A profoundly hypocritical position
The Spanish Government hides behind the rhetoric of "international law" and rejection of "all violence" to justify its refusal to allow the use of Spanish bases.
The Foreign Minister states that Spain will not support any operation "that does not fit within the UN Charter," while simultaneously proclaiming condemnation of "the brutality of the Iranian regime towards its population.”
All this while Iran launches missiles at Gulf countries, Cyprus, and Turkey and continues murdering its own citizens.
This position is profoundly hypocritical for two reasons. First, because it reduces international law to a procedural formalism that ignores the actions of the Iranian regime.
Official foreign trade data demolish the image of a "neutral" government
A legal system worthy of the name cannot place democracies acting to defend themselves against a real threat on the same level as theocratic dictatorships that proclaim the destruction of other states as an official objective.

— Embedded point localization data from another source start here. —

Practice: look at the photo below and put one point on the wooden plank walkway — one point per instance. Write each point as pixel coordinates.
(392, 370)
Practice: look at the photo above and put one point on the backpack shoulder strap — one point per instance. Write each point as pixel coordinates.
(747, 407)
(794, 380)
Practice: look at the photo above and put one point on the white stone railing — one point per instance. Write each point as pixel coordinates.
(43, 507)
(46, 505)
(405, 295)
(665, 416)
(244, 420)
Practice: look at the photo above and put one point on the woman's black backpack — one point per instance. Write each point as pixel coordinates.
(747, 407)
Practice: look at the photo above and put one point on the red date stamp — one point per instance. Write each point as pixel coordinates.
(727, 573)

Second, because this supposed legal purity coexists comfortably with years of Spanish business dealings with Iran in military materials.
Official foreign trade data demolish the image of a "neutral" government. The Sánchez administration authorised millions in dual-use exports, including detonators, explosives, laboratory reagents, and control software. It is difficult to imagine a clearer example of double standards.
The luxury of saying “no to war”
The government's refusal to cooperate with its allies comes at a time when Spain has benefited from U.S. liquefied natural gas to avoid an energy crisis following the rupture with Algeria, our main supplier, caused by another unilateral shift by La Moncloa in foreign policy.
In the midst of escalation with Iran, Sánchez sends the message that Spain is an unreliable partner, willing to hide behind legal technicalities while authorising sensitive exports to the regime it claims to condemn.
International law cannot become a refuge for dictatorships that make terrorism and aggression their state policy while demanding an impossible level of purity from democracies attempting to contain them.
Sánchez's position consists of always being very tough on democracies and Western partners and very soft on terrorist dictatorships - Daniel Lacalle
Saying "no to war" while the United States, Israel, and NATO protect you, supply energy, and provide strategic and financial support is an exercise in shameful hypocrisy.
The Sánchez Government reproduces the same pattern it has applied in Gaza and Lebanon: it uses certain ministers (Robles, Cuerpo) to communicate cooperation to partners, while Sánchez and Albares disseminate a completely different narrative to the press and to third countries. That is why the Spanish government is not a reliable partner.
Sánchez's position consists of always being very tough on democracies and Western partners and very soft on terrorist dictatorships.
He only remembers international law and human rights when doing so allows him to perpetuate and whitewash dictatorships.
Sánchez has received congratulations from Hamas, Hezbollah, the Houthis, the Iranian regime, the Cuban dictatorship, the Chavista regime, and all the world's communist leaders. He has become the favourite leader of terrorists and totalitarians.
The position of the Spanish Government is neither neutral nor pacifist; it is a mixture of selective legalism and ideological calculation that leaves us worse positioned before our partners, weakens our security, and puts investment and economic growth at risk.
When an administration that has authorised sales of sensitive material to Iran claims a monopoly on "international law" to wash its hands of the response to that same regime, it is not on the right side of history but on the cowardly side of political marketing at the expense of national interest.
Saying "no to war" is a luxury when you are protected by NATO, the United States, and Israel, and your neighbours are countries like France or Portugal.
That luxury does not exist when your neighbours are murderous theocracies that boast of seeking your destruction.